Had we been planning to invade a swamp, I would have called this bivouac an ideal proving ground; but I had never seen so much as a drop of groundwater on the Mogat home world. Unless the brass wanted to invade their planet through its plumbing, the hike made no sense.

That night, as we doused our lanterns and went to sleep, one of the lieutenants called in through the tent door. “Harris, Captain Moultry wants to see you in his tent.”

A bright full moon hung over the campgrounds. We had set up our bivouac on the edge of the swamp lands. As likely to inhale mosquitoes as oxygen with every breath, I trudged to the captain’s tent.

I knocked on the door.

“Enter,” the voice growled back.

There sat Admiral Alden Brocius, looking tired and grim in the bleaching white light of a lantern. “This hike was not my idea,” he said as I stepped in.

“It certainly wasn’t my idea,” I said.

“Your base commander didn’t want me fraternizing with enlisted men,” Brocius said. “His replacement is arriving tomorrow.

“You’re welcome to come back with me and spend the night in the commandant’s quarters. They’re vacant and a lot more comfortable.”

Compared to my canvas tent in the swamp, this plasticized tent with its dry interior and hardened floor was a five-star hotel. It had climate control and folding chairs.

“Sounds nice, sir, but I would prefer to stay with my platoon,” I said.

“I had a feeling you would say that,” Brocius said. “This hike was a very bad idea. We need you rested.”

“Big plans for us?” I asked. I already knew the answer. If we didn’t launch an invasion soon, we’d be defending, not attacking.

“Briefing the day after tomorrow.” Brocius pulled a book with a black leather cover from a table by his seat. He tossed it to me. The book was unread and its cover stiff. Its pages did not flutter as it flew through the air. I caught it and looked at the cover. The title was printed in gold leaf: Man’s True Place in the Universe: The Doctrines of Morgan Atkins.

“Have you read this book?” Brocius asked.

I shook my head. “No, sir.”

“Have you ever wondered why you haven’t read this particular book?”

“It’s against regulations,” I said.

“Yeah, they don’t want to take a chance on any of you enlisted men becoming converted. I always wondered who came up with that rule,” Brocius said. He took a bottle of Scotch from the table and poured himself a glass. Then he tossed me the bottle. “You can share it with your platoon. Tell them it came compliments of Fleet Command.”

“Thank you, sir,” I said, turning the bottle in my hand so I could read the label. I did not recognize the name.

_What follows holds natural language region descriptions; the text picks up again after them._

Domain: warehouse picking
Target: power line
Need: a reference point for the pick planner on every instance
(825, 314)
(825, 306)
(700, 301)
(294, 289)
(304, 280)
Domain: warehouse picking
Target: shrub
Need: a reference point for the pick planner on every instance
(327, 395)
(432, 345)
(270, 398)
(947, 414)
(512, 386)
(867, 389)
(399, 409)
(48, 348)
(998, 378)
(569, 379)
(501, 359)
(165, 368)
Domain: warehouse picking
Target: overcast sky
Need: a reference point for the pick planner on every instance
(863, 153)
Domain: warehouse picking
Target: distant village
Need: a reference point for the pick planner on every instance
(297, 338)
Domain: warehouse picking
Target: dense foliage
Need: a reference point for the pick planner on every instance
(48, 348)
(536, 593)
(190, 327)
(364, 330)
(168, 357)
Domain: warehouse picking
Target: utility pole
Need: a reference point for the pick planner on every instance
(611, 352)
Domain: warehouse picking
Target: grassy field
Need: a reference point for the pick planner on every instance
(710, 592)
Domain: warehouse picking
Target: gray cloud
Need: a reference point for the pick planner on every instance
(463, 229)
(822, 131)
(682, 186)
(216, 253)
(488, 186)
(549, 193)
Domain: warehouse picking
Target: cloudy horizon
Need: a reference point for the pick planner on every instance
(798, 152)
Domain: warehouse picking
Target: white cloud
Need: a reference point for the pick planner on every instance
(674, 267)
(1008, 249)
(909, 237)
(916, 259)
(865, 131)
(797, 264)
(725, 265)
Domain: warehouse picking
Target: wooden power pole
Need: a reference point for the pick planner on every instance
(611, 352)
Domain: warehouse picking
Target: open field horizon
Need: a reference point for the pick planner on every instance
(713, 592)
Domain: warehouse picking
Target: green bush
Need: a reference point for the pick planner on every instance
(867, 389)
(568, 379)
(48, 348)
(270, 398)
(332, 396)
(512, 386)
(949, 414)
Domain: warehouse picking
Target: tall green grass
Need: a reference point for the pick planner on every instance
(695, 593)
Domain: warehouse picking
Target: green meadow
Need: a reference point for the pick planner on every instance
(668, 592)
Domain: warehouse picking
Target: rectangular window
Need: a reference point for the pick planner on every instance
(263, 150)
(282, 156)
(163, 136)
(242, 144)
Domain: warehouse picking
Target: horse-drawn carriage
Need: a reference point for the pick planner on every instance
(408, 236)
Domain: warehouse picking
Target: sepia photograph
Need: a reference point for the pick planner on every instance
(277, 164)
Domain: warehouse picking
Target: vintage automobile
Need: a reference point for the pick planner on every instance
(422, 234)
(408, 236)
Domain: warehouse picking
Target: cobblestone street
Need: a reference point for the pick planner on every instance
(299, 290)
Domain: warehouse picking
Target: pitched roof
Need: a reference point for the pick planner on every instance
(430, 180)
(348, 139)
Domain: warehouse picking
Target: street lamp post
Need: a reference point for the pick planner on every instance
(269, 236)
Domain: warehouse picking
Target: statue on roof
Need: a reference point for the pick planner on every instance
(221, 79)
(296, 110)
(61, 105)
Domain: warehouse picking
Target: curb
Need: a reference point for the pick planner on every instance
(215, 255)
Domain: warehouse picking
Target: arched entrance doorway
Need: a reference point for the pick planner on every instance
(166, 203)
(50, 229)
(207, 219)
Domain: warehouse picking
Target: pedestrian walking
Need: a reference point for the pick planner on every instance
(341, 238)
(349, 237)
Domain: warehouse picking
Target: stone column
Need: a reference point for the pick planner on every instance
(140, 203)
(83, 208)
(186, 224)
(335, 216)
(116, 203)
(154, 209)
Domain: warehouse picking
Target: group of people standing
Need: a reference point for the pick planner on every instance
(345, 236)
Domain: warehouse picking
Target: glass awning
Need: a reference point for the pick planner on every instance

“They made us read the Space Bible in Annapolis. It always seemed like a fairy tale to me. Atkins claims he found an underground alien city in the center of the galaxy.” Brocius waved his hand. He made a sour face as if he had just smelled garbage. “Strictly Jules Verne stuff. You know what I mean? It’s like Journey to the Center of the Earth.

“I’ve read your report a dozen times, Harris. Every time I read it, I think about Atkins. That city you described, it sounds just like the one in his book. Right down to the transparent ceilings, Atkins described it all just the way you did.

“There’s something else, too. We tracked down the location of that planet using the broadcast computer on the battleship you boys stole. You know where that planet is located? It’s in the inner curve of the Norma Arm. It’s the very rock the Liberators invaded fifty years ago. The difference is that back then no one ever thought about looking under the covers. This time we know better.”

“Admiral, how can we possibly invade their planet?” I asked. “Even with the Confederates and the Japanese, the Mogats have ten ships for every one of ours, and they have those shields. They’ll pick us off before we land a single platoon.”

Brocius laughed. “Come on, Harris. You don’t think I’d send the Marines into the meat grinder without leveling the field? Atkins isn’t the only one with secret technology. The boys on the Golan came up with something good.”

“Did they figure out how to get through the Mogats’ shields?” I asked.

“We already know that,” Brocius said. “You turn them off at the source.

“No, they came up with something better. They came up with a way to get through the Mogats’ radar. They’ve invented a new cloaking technology that makes our capital ships invisible to radar detection.”

“What about transports?” I asked.

Brocius shook his head. He was not drunk, just morose. He sat there looking craggy and old, his skin showing not a hint of color in the bleaching light from the electric lantern. He sat silently for several seconds. I had no idea what he might have been thinking about. Finally, he said, “I’ll send a truck by tomorrow morning. No more hikes for you and your men.”

“Thank you, sir,” I said.

I saluted. Admiral Brocius returned my salute. I started to leave, but he stopped me. “Your friend Freeman turned himself in to Navy Intelligence last night. I don’t suppose you had something to do with that?”

“I spoke with him,” I said.

“He had a crazy story about a Mogat base,” Brocius said. Maybe he had forgotten our conversation back on the Golan Dry Docks, or maybe he thought I had.

“We checked into his story. He was right. The energy readings coming out of that building are off the scale. Did you know they were there?”

“Yes, sir,” I said.

“We’ve set up round-the-clock satellite surveillance. They slipped an entire broadcast engine in under our noses. Who knows what else they brought with them.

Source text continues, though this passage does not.